2015 GSA Annual Meeting in Baltimore, Maryland, USA (1-4 November 2015)

Paper No. 22-11
Presentation Time: 10:50 AM


KHAN, Shuhab1, OKYAY, Unal2, AHMAD, Laeiq3 and SHAH, Mohammad Tahir3, (1)Department of Earth and Atmospheric Sciences, University of Houston, Houston, TX 77204, (2)Earth & Atmospheric Sciences, University of Houston, 4800 Calhoun Rd, Houston, TX 77204, (3)National Centre of Excellence in Geology, University of Peshawar, Peshawar, 25120, Pakistan, sdkhan@uh.edu

Our ongoing research is integrating high resolution hyperspectral data in visible near-infrared and shortwave-infrared wavelengths, and high resolution terrestrial laser scanning (TLS) for the study of geological outcrops. Ground-based hyperspectral sensors could scan the objects at close range, thus provide very high spatial resolution (millimeters to centimeters) with the potential to characterize rocks and minerals with great precision. Several case studies demonstrating successful use of TLS and hyperspectral data will be presented.

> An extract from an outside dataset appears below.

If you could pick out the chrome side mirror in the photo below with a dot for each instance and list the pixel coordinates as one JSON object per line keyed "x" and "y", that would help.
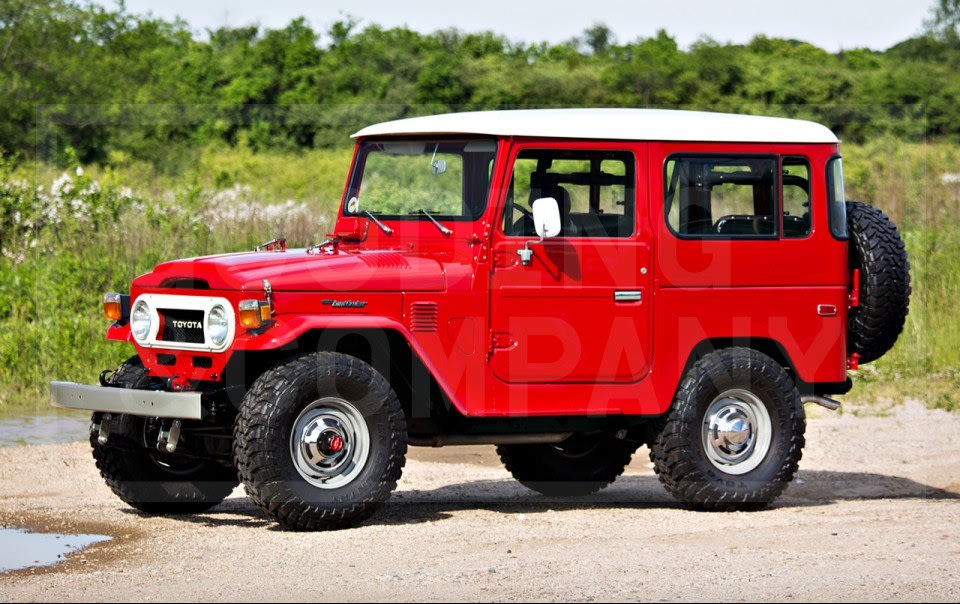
{"x": 546, "y": 221}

For one such study, a couple of mineral alteration zones with gold mineralization are identified using multispectral remote sensing data. These alteration zones are associated with sulphide mineralization in quartz veins in volcanic, metavolcanic, and dioritic rocks near Shyok Suture Zone in northern areas of Pakistan. Representative samples from the alteration zones are collected and analyzed. The reflectance spectra of the rock samples are obtained by a spectroradiometer, samples are also scanned using the Specim visible-near infrared and shortwave infrared hyperspectral sensors in the laboratory. Subsequently, the data are evaluated in an empirical framework. Comparison of reflectance spectroscopy and imaging spectroscopy data provide a method for evaluating presence and spatial distribution of minerals in the rock samples with high resolution. The minimum noise fraction transformation and spectral angle mapper algorithms have been employed for evaluation of high-resolution imaging spectroscopy data. Dominant minerals in the alteration zone include malachite, azurite, pyrite and chalcopyrite. Remote sensing results are confirmed by Quantitative Evaluation of Minerals by SCANning electron microscopy (QEMSCAN). Geochemical analysis of samples for gold concentrations show promising results with gold concentration up to 90 ppm. Further work is in progress to evaluate economic feasibility of these sites and to locate more mineralization zones.